Team HRC was probably less than thrilled to learn that Lewsinky's brief for the magazine, which also has Pippa Middleton on its payroll, is broad. "There is no set schedule or subject area," spokeswoman Beth Kseniak said when confirming Lewsinky's appointment, "But she and her editor are on the lookout for relevant topics of interest."

 

Tune into the Bush telegraph

In political news of a different stripe, the artist formerly known as president George W. Bush (and, in some circles, the never-good-enough-son) is set to tell all about his relationship with her father, former president George HW Bush.
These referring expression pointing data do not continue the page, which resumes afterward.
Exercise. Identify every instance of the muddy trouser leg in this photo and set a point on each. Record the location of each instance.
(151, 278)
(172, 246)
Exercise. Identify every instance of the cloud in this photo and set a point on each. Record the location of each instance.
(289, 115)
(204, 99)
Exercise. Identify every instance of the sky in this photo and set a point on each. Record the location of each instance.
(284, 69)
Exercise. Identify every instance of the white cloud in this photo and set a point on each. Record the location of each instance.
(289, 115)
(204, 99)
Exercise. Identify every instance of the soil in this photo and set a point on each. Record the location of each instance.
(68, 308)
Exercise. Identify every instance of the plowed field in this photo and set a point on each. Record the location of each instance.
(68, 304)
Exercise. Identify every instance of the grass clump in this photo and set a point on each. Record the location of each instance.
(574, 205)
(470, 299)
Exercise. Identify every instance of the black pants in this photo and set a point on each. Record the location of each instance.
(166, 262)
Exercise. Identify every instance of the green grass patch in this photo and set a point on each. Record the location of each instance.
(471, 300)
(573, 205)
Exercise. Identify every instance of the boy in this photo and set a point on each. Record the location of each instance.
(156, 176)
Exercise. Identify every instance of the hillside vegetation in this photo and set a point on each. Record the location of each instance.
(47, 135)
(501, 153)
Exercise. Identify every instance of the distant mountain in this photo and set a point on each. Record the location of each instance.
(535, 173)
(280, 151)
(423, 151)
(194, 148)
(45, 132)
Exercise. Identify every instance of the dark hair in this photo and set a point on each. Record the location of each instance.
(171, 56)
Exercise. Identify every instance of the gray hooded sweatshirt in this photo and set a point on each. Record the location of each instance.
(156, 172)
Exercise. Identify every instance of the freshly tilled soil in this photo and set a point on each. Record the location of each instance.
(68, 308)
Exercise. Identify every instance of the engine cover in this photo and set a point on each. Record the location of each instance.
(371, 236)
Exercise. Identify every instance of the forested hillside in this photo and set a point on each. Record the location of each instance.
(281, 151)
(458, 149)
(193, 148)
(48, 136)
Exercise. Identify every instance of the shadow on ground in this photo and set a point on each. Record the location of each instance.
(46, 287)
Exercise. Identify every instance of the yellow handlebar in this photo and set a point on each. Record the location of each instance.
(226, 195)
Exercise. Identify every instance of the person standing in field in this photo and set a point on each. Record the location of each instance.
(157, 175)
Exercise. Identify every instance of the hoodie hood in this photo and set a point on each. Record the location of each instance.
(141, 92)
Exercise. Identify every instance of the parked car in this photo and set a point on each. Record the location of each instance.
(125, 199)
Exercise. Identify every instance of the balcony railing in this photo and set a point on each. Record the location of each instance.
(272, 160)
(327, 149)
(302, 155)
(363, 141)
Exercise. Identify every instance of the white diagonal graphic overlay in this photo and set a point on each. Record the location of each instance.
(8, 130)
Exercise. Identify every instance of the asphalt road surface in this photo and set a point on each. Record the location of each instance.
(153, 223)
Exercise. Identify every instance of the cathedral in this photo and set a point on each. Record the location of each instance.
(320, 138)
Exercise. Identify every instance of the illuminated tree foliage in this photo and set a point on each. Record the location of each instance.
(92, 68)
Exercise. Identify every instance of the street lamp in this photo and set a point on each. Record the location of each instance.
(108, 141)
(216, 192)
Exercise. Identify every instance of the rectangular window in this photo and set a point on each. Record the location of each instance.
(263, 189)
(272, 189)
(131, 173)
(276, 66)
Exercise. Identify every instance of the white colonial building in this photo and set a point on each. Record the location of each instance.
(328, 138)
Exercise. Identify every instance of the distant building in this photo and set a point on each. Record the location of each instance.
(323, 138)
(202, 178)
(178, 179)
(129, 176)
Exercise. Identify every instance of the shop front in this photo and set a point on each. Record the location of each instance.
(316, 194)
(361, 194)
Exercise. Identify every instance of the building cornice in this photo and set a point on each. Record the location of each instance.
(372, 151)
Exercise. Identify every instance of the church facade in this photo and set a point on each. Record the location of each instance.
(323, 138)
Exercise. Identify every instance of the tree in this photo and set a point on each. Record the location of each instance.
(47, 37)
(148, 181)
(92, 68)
The unique and complicated bond between the two men, which has intrigued Washington types for years, will form the spine of the 300-page homage to the elder Bush to be released on Nov. 11.

"As the only father and son to each have served as President of the United States since John and John Quincy Adams, George HW Bush and George W Bush occupy a unique position in history," Crown publisher Maya Majvee said in a statement which described the book as "heartfelt, intimate, and illuminating."

While the bio will cover much of Bush Snr's life and career - from his days as a World War II aviator to his rise in the Texas oil business, his work in Congress and director of the CIA as well as his term in the White House - the selling point of the biography will be Jr's perspective on his father's influence over his life from a "childhood in West Texas to his early campaign trips with his father, and from his decision to go into politics to his own two-term presidency."

Bush 41, who celebrated his 90th birthday in June with a sky-dive, is one of the few presidents in modern times not to have written a memoir - a void that will also be filled by George H. W. Bush: Character at the Core, by former Bush speech writer Curt Smith which is scheduled to come out this autumn.

 

Farrow's name up in lights

Mia Farrow knows how to stage a comeback. The 69-year-old, who has spent much of the last decade bouncing between between activist duties and tabloid tussles, stands poised to break box-office records when she squares off against Brian Dennehy in a Broadway revival of A. R. Gurney's Love Letters on September 13. The show, which is being produced by Nelle (The Trip to Bountiful) Nugent, will run through January with a rotating cast that changes each month. Dennehy will do double duty appearing with Carol Burnett in October, followed by Alan Alda and Candice Bergen (November) Stacy Keach and Diana Rigg (December) and Anjelica Huston and Martin Sheen (January).

"Even if you've seen it, you will want to see how each new actor approaches the material," Nugent said at a press conference to introduce the novel production. "We look at the choices they made, and wonder if there are second chances," she added suggesting audience members "bring your hankies.

 

Martin on the uncoupling

Chris Martin is talking more about his relationship with soon-to-be-ex-wife Gywneth Paltrow in the four months since they split than he ever did during the 10 years they were married.

On Thursday, Martin tried to clarify the couple's confusing post-breakup status to Ryan Seacrest. "I'm not the best interviewee on this kind of thing, but we're friends and proud parents," Martin said, referring to daughter Apple, 10, and son Moses, 6. "There's lots of love, and that's it."

The Coldplay frontman was equally reticent when he tried to explain the pair's conscious uncoupling on a radio show the previous 
Friday. "The truth is...well, I don't really love talking about this stuff," Martin said before giving it his best shot. "But ~
the thing we told everyone at the beginning of the year is true. We are very close. We are not together. But we're, you know, that's the truth and that's it."